By William Landon
NKU History and Geography
As race relations in the United States continue to be strained by factors affecting social and economic equality, it’s important to remember that even one person can make a difference.
But James Parker did just that. And he did it at a time when circumstances were far worse – in the years leading up to the U.S. Civil War.
In 1839, as the issues of race and freedom divided the nation and pushed it toward the greatest conflict in its history, Mr. Parker and his wife, Priscilla, founded a small school in New Richmond, Ohio. The Parker Academy was the first school of its kind in the United States to offer fully integrated classrooms open to all races, religions, and genders. The small college preparatory academy was a beacon of light and tolerance during one of America’s darkest hours.
The Parkers dedicated their lives to using a classical liberal arts education to build equality in their classrooms and their community. Abolitionists and teachers came from across the county and as far as Europe, joining runaway slaves who’d escaped the South. These former slaves were taken in by the Parkers and given access to an education free from racial prejudice.
Not everyone shared the Parkers’s world view.

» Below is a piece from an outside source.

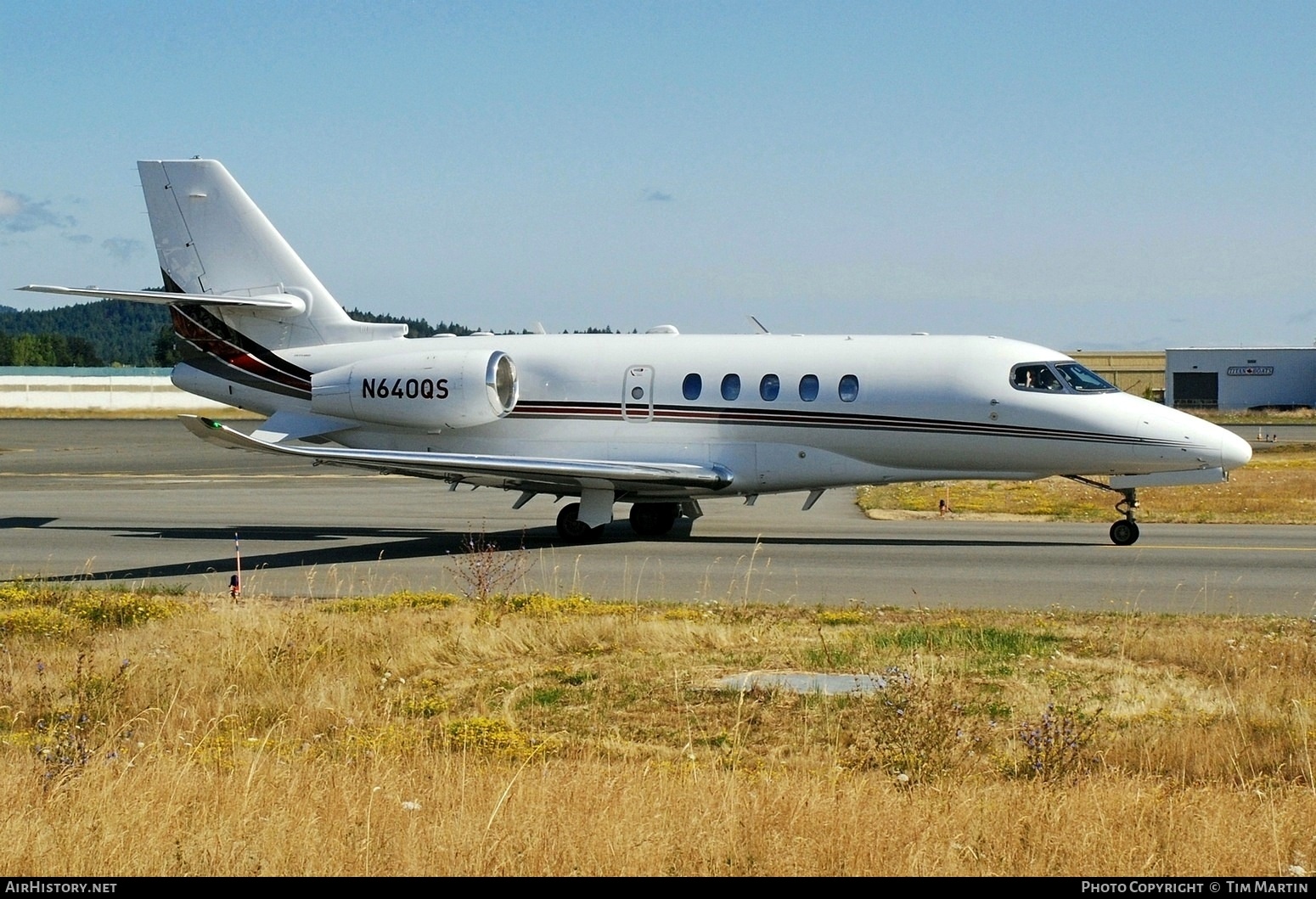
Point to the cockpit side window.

The school was raided by “slave catchers” seeking to reclaim students, who they viewed as human property, back to the plantations from which they’d fled. Mr. Parker defended his school and his students, fighting tirelessly for their civil, educational, and religious rights. Later, many of those students would go on to help turn the tide against slavery, serving in Colored Regiments in the Civil War. Many went on to become successful business owners and farmers in our region and beyond.
“The Parkers and a small group of like-minded visionaries changed our region and our nation for the better, and their example rings as true today as ever,” said Dr. William Landon, chair and associate professor of history at Northern Kentucky University.
Beginning May 11, Landon and colleagues Dr. Sharyn Jones and Dr. Brian Hackett will lead a partnership between NKU and the National Underground Railroad Freedom Center to excavate the Parker Academy site. NKU history and geography students and faculty will be joined by their anthropology peers as well as those from the NKU graduate program in public history on the unique project.
They will also examine, for the first time in an academic setting, the Parker family archive.
“This combination of hands-on archeological experience, archival training, historical interpretation and preservation, and in-depth research, will offer students from our region and the across the country a unique opportunity to experience history in real and impactful ways,” Dr. Landon said.
Perhaps more importantly, he said, they will gain a better understanding of the complexities our nation faces today.
“As much as anything else, we’re learning about true change agents,” Dr. Landon said. “The Parkers had a vision for their community and in the face of great obstacles and resistance, they built bridges that forever changed the course of history. One person can make a difference, and there is no better proof of that than the Parker Academy.”
The Parker Academy was the first school of its kind in the United States to offer fully integrated classrooms open to all races, religions, and genders. The small college preparatory academy was a beacon of light and tolerance during one of America’s darkest hours.